Durante años, varios alimentos fueron etiquetados como “poco saludables” y evitados en dietas balanceadas. Sin embargo, investigaciones recientes de Harvard y Verywell Health muestran que muchos de ellos, en cantidades adecuadas y con métodos de preparación saludables, aportan nutrientes valiosos.
1. Verduras congeladas
Lejos de ser inferiores, mantienen sus nutrientes al congelarse en su punto óptimo de maduración. Incluso pueden superar en frescura a las verduras transportadas largas distancias.
2. Pescado enlatado
Variedades como el salmón y las sardinas conservan omega-3 y proteínas esenciales. Harvard confirma que su consumo regular reduce riesgos cardiovasculares y cerebrovasculares.
3. Café
De dos a tres tazas al día se asocian con menor riesgo de enfermedades cardíacas y mortalidad. Los antioxidantes del café, incluso descafeinado, tienen beneficios comprobados.
4. Productos de soja
Desmitificados los supuestos efectos hormonales, la soja es fuente de proteína, grasas saludables e isoflavonas.
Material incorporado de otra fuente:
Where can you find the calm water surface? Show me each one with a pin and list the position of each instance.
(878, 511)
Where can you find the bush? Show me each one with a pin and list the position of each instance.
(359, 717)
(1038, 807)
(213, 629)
Su consumo se relaciona con menor riesgo cardiovascular.
5. Papas
Su impacto depende del método de cocción. Preparadas hervidas, al vapor o al horno, son fuente de fibra, vitamina C y potasio, sin aumentar riesgos cardiometabólicos.
6. Palomitas de maíz
Cuando se preparan al aire y sin añadidos, son un snack integral bajo en calorías, rico en fibra y antioxidantes, ideal para la salud metabólica.
7. Huevos
El mito del colesterol ha sido reevaluado. Estudios en The BMJ señalan que consumir hasta un huevo al día no eleva el riesgo de enfermedad cardíaca en personas sanas.
Estos siete alimentos demuestran que las percepciones cambian con la evidencia científica. Incorporados en una dieta equilibrada, pueden ser aliados inesperados del bienestar y la salud.